I, Dalton Lewis, watched three movies recently and wanted to talk about them. Two of them were slow-burn horror movies about ideas, and one was a literary, psychological superhero film set in India. All three did some things very well.

I watched two movies about pretty young nuns in trouble (PYNIT) this spring. One was called The First Omen, and the other was called Immaculate. They both starred pretty young actresses in their early twenties playing insanely beautiful teenage nuns who wanted to be faithful to god and expected the church to do the same.

Here’s the problem:

They copied elements off of each other.

Both movies feature beautiful young nuns who visit Europe in order to become nuns. Both movies feature slow burns in which strange things happen increasingly to the nuns. Both lead to horrifying crimes committed against the nuns.
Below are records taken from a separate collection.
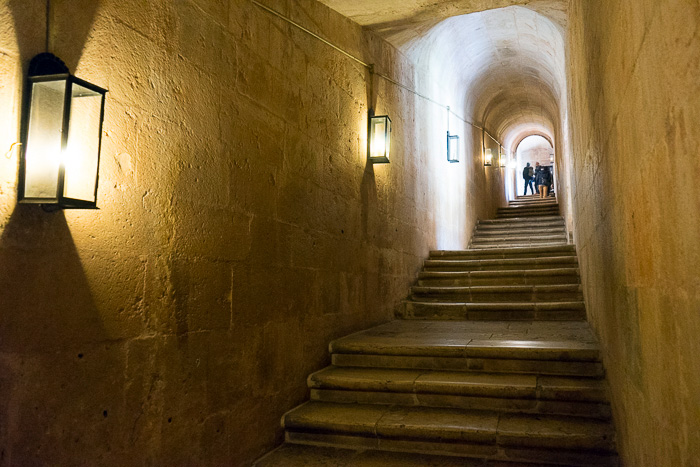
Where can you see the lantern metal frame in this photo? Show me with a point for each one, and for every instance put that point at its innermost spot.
(372, 135)
(40, 72)
(488, 157)
(452, 148)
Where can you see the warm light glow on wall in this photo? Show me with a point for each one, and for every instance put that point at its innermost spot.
(379, 139)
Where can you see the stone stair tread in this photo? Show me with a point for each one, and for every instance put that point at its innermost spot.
(537, 340)
(498, 288)
(535, 250)
(451, 425)
(529, 220)
(298, 455)
(513, 238)
(488, 262)
(501, 233)
(499, 273)
(503, 385)
(527, 305)
(519, 244)
(420, 381)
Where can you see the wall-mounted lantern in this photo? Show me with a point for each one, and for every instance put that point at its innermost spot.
(452, 148)
(488, 158)
(61, 135)
(379, 139)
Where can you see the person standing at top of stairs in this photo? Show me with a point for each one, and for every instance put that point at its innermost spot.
(528, 173)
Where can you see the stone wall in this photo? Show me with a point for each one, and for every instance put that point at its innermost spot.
(240, 227)
(635, 100)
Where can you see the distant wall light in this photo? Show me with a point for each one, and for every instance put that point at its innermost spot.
(379, 139)
(488, 158)
(62, 134)
(452, 148)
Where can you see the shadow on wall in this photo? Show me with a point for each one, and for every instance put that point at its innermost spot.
(30, 23)
(46, 303)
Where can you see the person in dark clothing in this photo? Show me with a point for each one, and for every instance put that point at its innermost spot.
(535, 178)
(544, 180)
(527, 176)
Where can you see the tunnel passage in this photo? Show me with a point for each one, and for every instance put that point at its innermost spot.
(503, 69)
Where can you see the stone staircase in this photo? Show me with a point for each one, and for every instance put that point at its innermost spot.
(491, 361)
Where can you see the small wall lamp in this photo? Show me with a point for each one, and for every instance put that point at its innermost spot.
(488, 158)
(379, 139)
(61, 137)
(452, 148)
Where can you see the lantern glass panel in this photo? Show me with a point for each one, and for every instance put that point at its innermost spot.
(452, 148)
(380, 139)
(81, 155)
(42, 157)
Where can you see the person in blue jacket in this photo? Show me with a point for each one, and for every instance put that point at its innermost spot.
(528, 176)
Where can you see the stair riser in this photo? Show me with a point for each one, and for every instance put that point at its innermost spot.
(495, 241)
(486, 268)
(542, 367)
(492, 233)
(526, 213)
(479, 297)
(498, 316)
(497, 403)
(520, 225)
(522, 254)
(517, 245)
(522, 212)
(494, 281)
(435, 311)
(500, 265)
(463, 448)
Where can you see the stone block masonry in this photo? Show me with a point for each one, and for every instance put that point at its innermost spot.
(239, 231)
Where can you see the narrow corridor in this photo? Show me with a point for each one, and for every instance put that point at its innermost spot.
(491, 359)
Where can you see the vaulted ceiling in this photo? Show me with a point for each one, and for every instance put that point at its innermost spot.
(505, 56)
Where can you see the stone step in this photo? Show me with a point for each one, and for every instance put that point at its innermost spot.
(499, 293)
(519, 214)
(541, 237)
(532, 207)
(523, 311)
(486, 434)
(530, 230)
(584, 397)
(519, 228)
(465, 265)
(309, 455)
(505, 253)
(504, 277)
(524, 220)
(516, 245)
(544, 347)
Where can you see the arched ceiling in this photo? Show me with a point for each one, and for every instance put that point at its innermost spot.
(501, 61)
(401, 21)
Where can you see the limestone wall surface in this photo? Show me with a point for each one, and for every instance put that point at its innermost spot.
(635, 101)
(240, 228)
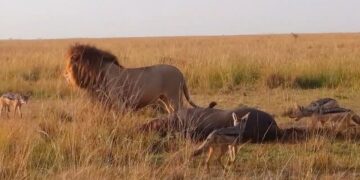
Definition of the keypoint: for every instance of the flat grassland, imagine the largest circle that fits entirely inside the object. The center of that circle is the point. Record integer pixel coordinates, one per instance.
(63, 135)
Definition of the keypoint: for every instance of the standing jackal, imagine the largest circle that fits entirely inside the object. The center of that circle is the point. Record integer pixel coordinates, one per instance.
(14, 100)
(222, 140)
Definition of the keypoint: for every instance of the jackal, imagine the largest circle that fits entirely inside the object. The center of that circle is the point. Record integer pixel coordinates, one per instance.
(14, 100)
(222, 140)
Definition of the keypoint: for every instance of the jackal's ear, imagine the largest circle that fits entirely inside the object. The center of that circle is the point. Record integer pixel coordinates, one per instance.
(245, 117)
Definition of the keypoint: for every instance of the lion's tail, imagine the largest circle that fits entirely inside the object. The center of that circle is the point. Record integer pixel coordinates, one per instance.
(187, 96)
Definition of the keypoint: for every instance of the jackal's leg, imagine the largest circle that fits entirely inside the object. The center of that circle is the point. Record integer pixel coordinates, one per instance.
(232, 149)
(165, 102)
(208, 158)
(223, 150)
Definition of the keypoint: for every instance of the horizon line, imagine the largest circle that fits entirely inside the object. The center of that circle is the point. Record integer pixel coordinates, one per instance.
(177, 36)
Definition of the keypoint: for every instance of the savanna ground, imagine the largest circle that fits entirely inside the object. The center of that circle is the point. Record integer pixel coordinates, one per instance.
(64, 136)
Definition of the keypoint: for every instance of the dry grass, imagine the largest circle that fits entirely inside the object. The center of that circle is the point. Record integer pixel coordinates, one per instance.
(63, 135)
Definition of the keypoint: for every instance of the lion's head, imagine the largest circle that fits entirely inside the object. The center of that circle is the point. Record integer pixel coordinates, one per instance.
(85, 65)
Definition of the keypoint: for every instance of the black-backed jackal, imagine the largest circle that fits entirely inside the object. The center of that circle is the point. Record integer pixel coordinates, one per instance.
(223, 140)
(13, 100)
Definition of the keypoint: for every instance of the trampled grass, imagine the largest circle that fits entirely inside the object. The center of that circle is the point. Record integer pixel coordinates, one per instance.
(64, 135)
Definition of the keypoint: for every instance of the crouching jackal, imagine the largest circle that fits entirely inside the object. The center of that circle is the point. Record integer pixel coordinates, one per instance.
(223, 140)
(14, 100)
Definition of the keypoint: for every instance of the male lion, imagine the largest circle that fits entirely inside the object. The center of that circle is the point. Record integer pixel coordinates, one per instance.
(100, 74)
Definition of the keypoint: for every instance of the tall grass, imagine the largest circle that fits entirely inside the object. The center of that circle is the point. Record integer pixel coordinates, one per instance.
(63, 135)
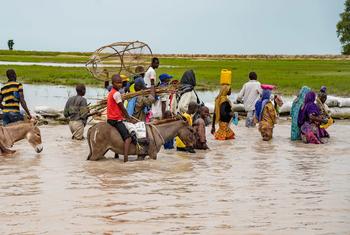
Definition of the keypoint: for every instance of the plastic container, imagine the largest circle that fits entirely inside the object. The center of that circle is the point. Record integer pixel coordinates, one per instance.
(268, 86)
(225, 77)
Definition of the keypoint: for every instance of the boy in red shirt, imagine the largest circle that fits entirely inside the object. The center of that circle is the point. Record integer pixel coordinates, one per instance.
(116, 113)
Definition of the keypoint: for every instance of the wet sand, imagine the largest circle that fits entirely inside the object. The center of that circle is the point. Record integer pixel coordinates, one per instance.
(244, 186)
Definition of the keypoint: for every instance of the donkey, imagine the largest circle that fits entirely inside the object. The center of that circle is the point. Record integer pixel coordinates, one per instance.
(103, 137)
(18, 131)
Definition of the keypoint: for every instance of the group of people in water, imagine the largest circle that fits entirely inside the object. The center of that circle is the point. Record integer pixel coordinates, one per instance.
(310, 115)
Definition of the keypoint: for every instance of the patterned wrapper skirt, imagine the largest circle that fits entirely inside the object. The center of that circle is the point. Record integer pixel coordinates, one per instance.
(224, 132)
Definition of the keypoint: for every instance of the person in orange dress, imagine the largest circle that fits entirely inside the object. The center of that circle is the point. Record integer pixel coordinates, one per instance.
(222, 115)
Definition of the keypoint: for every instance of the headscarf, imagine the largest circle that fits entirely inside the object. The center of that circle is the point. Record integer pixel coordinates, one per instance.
(322, 94)
(221, 98)
(260, 104)
(308, 108)
(139, 82)
(187, 83)
(297, 103)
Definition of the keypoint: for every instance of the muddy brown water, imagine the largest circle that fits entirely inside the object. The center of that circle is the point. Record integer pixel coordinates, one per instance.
(244, 186)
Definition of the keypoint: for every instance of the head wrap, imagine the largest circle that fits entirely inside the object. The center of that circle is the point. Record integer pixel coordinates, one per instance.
(260, 104)
(221, 98)
(187, 83)
(308, 108)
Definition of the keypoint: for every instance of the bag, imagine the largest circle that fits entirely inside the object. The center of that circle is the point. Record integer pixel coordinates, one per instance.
(130, 108)
(157, 109)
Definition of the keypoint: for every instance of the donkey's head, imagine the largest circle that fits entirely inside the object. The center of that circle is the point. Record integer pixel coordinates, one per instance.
(34, 138)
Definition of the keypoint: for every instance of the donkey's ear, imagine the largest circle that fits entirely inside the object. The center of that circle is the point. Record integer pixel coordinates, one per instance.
(183, 117)
(34, 121)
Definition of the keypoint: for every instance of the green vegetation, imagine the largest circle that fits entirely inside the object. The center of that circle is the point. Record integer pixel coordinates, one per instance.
(44, 56)
(289, 75)
(343, 28)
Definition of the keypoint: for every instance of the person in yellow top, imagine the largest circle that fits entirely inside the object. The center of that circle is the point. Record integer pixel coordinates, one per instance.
(192, 109)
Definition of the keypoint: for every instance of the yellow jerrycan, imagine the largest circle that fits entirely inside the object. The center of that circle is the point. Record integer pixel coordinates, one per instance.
(225, 77)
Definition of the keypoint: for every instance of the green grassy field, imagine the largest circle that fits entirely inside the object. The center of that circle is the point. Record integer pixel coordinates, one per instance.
(289, 75)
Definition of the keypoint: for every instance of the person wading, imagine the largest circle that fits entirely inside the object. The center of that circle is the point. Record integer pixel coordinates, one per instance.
(249, 94)
(12, 95)
(77, 111)
(117, 114)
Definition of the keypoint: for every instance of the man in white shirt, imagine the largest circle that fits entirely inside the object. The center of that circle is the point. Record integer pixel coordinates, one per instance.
(249, 94)
(150, 75)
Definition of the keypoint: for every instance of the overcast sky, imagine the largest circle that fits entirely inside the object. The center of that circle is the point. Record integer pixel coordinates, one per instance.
(174, 26)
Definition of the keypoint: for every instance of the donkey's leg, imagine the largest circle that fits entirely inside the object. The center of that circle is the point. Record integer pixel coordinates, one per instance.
(97, 151)
(6, 151)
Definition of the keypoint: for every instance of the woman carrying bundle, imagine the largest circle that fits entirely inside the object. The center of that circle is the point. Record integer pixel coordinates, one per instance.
(309, 121)
(266, 115)
(223, 114)
(294, 112)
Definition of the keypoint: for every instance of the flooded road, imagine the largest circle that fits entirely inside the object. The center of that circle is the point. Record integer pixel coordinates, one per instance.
(244, 186)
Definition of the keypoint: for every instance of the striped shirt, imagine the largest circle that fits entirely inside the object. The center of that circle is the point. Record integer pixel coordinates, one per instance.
(10, 95)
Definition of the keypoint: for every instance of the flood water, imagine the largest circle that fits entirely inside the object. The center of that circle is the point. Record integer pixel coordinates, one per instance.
(243, 186)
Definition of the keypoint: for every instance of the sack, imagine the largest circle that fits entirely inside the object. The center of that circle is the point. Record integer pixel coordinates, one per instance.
(157, 109)
(130, 108)
(139, 128)
(328, 124)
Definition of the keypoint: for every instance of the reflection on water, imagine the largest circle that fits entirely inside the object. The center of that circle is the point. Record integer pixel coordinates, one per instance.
(241, 186)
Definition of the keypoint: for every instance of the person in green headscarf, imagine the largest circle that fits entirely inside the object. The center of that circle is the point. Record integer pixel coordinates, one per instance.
(294, 112)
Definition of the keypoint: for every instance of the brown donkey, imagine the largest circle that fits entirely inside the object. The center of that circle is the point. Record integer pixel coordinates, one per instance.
(18, 131)
(103, 137)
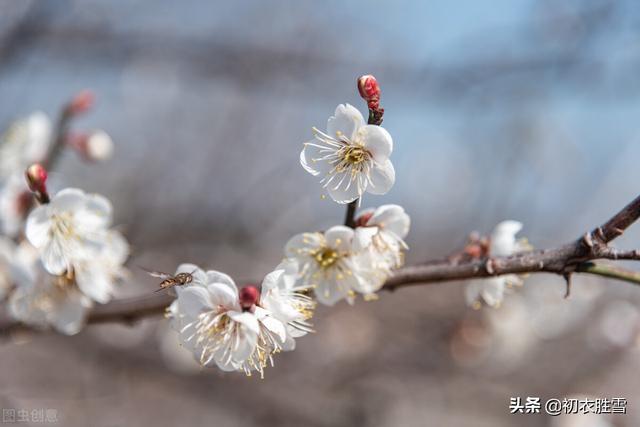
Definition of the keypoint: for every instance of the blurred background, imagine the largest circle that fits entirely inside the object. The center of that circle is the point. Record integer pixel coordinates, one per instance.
(515, 109)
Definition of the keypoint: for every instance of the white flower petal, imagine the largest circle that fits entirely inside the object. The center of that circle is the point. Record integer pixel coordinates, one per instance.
(345, 122)
(38, 226)
(54, 258)
(345, 193)
(339, 237)
(310, 159)
(378, 142)
(363, 237)
(383, 177)
(223, 295)
(193, 300)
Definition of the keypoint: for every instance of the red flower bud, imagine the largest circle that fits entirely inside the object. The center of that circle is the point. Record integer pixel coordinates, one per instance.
(82, 102)
(369, 90)
(248, 296)
(36, 176)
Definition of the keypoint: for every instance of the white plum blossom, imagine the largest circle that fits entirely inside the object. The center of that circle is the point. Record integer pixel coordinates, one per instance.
(69, 229)
(99, 146)
(97, 273)
(382, 231)
(491, 290)
(328, 263)
(215, 326)
(62, 301)
(25, 142)
(7, 253)
(288, 302)
(41, 300)
(351, 158)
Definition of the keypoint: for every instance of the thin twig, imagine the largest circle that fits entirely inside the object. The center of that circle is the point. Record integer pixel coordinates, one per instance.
(575, 257)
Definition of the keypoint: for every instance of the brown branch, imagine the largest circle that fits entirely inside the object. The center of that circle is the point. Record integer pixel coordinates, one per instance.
(576, 257)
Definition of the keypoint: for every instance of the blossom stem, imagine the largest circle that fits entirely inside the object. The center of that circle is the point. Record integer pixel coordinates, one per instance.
(375, 118)
(565, 260)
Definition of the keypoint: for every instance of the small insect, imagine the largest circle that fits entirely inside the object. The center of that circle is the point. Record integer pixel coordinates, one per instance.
(169, 280)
One of the main surprises is the same in both movies. Before spoiling anything I would like to say that if you are a diehard horror fan then you will have no problem watching either of these films. They both develop scary situations and scary problems without having teenagers butchered by a madman with a knife or jump scares and a swirling ring of objects and a screaming priest. They avoid all that.

Now…

Spoilers…

In both movies the bad guys are trying to create demonic children. In both movies they have created children — many of them — who didn’t survive being born. They had kids over and over, trying to have a male child to be the Antichrist. In both movies some of the main Christian people are Satanic people, and the Christian people must fight the overwhelming power of the Satanic people.

This is fine. It’s effective. I just don’t understand how both movies had the same plot. Someone copied off of someone else. This is not the first time this has happened in Hollywood. Despicable Me and Mastermind are another example of this conceit. Also Deep Impact and Armageddon from twenty-five years ago. People regularly both come up with the same ideas at the exact same time — with the exact same plots and beats to deal with.

I don’t believe in coincidences.

So someone copied off of someone else’s paper.

This is bad.

I don’t like it — as a writer, this is shady. I am even more frustrated that there is no real way to know whose idea this was.

Quit copying on each other’s tests, Hollywood!

It isn’t cool.

I already reviewed Immaculate earlier so I’ll focus on The First Omen in the rest of this blog post…

There’s an effective set of scenes in which the nun — Margaret — is taken into a club to dance and drink and try to have adventures. There’s also a nice scare later when she talks to her guy friend — who she likes — and things go in a bad direction…

Several bizarre deaths happen in this movie to deal with the fact that there isn’t a big bad guy killing all the nuns in the story. The movie is about ideas — scary ideas — and that’s fine. It doesn’t have a lot of big fights, just a terrifying situation in which a character is victimized.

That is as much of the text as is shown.